IPSOS enrolled 453 platinum-ineligible patients aged 70 or older with ECOG scores of at least 2 or underlying health issues. At two years, twice as many patients on Tecentriq were estimated to be alive than those on chemo, according to the investigators. The two-year survival rates were 24.3% and 12.4%, respectively.

But in a relatively disappointing showing, Tecentriq only extended the median time the patients had lived by merely 1.1 months compared with chemo to 10.3 months.

In clinical trials, cancer immunotherapies’ survival benefits tend to only start showing toward the midpoint of advancement toward the death event endpoint, Fuchs said. So, the Roche exec argued that death risk reduction—by assessing the entire difference between the two treatments’ patient survival trajectories as opposed to one point—captures the “full nature” of the drug's benefit.
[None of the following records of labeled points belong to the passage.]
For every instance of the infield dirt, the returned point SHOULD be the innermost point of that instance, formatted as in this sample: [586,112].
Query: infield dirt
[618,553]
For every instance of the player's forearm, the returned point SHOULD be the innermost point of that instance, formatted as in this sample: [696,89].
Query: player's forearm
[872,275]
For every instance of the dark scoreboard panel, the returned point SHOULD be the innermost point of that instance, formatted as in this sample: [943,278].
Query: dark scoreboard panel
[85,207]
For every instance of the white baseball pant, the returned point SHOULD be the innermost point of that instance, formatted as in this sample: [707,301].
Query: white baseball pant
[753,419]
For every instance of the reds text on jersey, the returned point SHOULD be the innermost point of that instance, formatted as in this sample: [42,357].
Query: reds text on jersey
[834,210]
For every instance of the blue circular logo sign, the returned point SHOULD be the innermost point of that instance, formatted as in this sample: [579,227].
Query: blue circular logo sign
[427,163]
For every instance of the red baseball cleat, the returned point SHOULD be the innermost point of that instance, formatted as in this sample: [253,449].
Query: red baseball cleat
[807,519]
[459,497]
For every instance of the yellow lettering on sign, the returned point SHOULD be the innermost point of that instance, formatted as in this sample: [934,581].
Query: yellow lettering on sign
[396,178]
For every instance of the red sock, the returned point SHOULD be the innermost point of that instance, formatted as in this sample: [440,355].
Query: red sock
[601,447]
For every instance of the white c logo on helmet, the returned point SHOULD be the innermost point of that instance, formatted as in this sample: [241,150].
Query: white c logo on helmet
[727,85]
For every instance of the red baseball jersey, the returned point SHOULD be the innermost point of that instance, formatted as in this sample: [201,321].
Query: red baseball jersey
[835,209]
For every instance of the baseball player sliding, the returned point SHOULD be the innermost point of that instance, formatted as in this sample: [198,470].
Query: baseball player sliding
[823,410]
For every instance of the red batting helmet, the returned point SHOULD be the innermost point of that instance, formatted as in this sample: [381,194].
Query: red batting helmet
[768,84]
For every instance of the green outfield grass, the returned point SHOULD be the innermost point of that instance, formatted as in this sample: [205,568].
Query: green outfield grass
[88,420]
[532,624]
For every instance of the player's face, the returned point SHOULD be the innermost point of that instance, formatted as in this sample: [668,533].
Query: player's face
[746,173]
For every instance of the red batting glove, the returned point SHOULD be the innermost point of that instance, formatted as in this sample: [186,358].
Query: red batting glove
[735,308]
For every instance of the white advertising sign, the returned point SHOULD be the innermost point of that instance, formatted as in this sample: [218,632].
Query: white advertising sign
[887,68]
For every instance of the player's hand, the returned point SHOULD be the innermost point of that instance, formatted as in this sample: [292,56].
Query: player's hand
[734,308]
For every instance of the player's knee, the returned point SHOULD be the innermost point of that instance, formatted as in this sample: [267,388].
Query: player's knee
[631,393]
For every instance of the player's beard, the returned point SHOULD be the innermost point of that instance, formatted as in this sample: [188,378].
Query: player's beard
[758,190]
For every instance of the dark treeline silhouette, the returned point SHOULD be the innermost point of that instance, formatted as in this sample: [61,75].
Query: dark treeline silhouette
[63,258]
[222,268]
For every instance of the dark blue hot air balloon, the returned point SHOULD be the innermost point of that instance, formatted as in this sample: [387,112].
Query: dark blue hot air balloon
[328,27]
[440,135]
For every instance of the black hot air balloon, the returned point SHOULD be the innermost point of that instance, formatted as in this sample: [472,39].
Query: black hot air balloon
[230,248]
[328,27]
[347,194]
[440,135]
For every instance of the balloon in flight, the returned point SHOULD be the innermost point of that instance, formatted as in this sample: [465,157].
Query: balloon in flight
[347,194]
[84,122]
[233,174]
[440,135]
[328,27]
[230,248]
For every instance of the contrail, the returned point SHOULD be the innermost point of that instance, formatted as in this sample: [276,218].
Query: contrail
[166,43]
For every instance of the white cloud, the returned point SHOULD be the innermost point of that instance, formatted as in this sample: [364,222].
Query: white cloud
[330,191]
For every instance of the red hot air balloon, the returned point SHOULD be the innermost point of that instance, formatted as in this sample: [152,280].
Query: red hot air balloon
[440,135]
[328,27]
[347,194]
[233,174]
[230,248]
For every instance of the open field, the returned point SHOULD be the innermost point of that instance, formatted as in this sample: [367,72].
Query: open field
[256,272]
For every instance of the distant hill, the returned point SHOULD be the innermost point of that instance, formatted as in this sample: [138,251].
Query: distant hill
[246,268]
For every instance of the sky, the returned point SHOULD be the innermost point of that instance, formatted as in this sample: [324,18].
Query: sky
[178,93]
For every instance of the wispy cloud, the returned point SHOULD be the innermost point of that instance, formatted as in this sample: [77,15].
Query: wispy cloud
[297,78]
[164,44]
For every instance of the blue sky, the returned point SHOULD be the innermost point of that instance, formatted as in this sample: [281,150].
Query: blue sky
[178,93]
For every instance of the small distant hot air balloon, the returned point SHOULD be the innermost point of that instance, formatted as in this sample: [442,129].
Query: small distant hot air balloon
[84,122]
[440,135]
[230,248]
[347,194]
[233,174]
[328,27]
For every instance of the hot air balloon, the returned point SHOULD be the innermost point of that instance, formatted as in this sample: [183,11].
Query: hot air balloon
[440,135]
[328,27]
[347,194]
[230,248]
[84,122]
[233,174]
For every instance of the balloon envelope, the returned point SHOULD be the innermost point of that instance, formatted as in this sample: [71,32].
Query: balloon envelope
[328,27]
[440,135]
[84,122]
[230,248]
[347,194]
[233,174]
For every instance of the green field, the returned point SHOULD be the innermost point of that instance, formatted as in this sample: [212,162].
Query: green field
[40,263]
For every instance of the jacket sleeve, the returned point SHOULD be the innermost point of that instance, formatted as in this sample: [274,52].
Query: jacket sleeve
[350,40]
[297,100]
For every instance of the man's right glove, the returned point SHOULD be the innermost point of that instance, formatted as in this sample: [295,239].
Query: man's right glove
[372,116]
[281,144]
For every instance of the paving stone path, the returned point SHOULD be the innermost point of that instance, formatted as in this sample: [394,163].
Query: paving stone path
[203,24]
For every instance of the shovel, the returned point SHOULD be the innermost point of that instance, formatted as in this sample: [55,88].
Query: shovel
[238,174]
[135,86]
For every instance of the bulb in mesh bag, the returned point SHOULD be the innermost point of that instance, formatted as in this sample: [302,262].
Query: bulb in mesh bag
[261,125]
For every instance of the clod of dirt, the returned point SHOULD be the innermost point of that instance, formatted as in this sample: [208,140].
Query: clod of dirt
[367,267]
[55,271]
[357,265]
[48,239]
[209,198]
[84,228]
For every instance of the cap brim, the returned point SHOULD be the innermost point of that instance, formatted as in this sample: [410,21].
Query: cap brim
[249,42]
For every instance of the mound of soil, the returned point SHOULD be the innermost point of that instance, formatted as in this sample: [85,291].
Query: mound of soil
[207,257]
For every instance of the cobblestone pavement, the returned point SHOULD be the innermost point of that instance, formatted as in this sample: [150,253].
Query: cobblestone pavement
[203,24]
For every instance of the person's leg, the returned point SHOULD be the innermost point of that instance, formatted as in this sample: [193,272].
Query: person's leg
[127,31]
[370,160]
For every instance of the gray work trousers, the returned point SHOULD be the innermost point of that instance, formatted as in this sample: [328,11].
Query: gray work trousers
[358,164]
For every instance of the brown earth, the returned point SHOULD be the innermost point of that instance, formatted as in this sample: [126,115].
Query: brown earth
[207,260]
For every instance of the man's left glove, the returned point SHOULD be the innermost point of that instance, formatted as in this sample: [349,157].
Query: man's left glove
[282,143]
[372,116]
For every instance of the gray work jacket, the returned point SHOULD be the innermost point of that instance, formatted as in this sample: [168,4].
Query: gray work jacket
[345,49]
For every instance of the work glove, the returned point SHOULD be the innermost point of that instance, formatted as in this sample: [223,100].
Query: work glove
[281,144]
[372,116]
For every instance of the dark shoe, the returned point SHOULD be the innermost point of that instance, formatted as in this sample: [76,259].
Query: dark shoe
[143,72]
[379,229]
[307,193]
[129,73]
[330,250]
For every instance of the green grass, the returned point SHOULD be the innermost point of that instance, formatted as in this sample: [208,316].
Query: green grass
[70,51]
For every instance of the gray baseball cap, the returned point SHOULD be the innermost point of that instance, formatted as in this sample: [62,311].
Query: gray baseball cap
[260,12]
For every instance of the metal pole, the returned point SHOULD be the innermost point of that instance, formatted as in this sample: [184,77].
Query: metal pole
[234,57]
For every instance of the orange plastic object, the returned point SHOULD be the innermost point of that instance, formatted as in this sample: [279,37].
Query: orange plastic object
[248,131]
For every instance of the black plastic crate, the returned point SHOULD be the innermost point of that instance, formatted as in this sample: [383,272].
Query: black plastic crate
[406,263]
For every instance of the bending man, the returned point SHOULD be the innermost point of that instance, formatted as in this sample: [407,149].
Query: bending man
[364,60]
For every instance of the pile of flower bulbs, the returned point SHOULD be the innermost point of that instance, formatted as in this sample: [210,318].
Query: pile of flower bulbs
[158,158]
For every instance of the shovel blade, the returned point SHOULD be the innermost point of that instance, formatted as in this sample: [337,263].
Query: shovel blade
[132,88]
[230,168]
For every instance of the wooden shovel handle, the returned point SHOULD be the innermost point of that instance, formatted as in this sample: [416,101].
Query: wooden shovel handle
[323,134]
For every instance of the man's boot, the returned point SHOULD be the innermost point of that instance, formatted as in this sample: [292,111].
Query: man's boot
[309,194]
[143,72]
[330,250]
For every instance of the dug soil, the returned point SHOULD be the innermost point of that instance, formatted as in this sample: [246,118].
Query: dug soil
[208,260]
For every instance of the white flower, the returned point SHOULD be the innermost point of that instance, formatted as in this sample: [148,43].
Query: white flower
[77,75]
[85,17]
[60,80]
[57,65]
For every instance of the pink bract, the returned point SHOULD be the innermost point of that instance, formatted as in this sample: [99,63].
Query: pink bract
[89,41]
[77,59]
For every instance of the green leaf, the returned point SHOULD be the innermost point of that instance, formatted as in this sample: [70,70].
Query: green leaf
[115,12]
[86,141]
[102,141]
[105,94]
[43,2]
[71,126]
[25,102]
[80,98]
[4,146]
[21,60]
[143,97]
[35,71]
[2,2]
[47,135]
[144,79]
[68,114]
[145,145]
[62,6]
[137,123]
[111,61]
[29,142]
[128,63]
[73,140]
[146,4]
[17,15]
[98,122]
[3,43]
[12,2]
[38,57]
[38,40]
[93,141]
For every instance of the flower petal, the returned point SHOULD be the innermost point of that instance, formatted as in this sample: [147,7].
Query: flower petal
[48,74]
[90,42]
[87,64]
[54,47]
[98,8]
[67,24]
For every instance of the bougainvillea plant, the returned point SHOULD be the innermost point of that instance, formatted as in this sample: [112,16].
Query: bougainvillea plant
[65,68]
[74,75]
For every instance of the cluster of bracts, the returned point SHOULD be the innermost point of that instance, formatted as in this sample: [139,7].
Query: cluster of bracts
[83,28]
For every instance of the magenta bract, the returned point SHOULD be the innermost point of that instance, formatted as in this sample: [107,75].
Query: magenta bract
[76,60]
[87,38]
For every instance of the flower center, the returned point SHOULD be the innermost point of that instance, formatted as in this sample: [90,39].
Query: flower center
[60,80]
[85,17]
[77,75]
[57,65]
Besides efficacy, Tecentriq was associated with fewer grade 3 or 4 treatment-related side effects at 16.3% compared with chemo’s 33.3%. Side effects also caused 1% of deaths in the Tecentriq arm, versus 2.7% in the chemo group.

Investigators also linked the Roche PD-L1 inhibitor to some quality of life gains. The med cut the risk of chest pain by 49% and offered “meaningful improvements” in appetite loss and cough, researchers said.

While Tecentriq monotherapy might be looking at a niche front-line NSCLC field, all eyes are currently on the drug’s experimental combination with Roche’s TIGIT inhibitor tiragolumab. The pairing recently failed to show a significant improvement over Tecentriq monotherapy at stalling tumor progression in first-line PD-L1-high NSCLC. But Roche also spotted a numeric improvement in patient survival, leaving hope that the regimen might eventually turn out successful.

Roche is now continuing that closely watched SKYSCRAPER-01 trial and plans to provide more mature overall survival data in 2023, Fuchs said, declining to narrow down that timeline.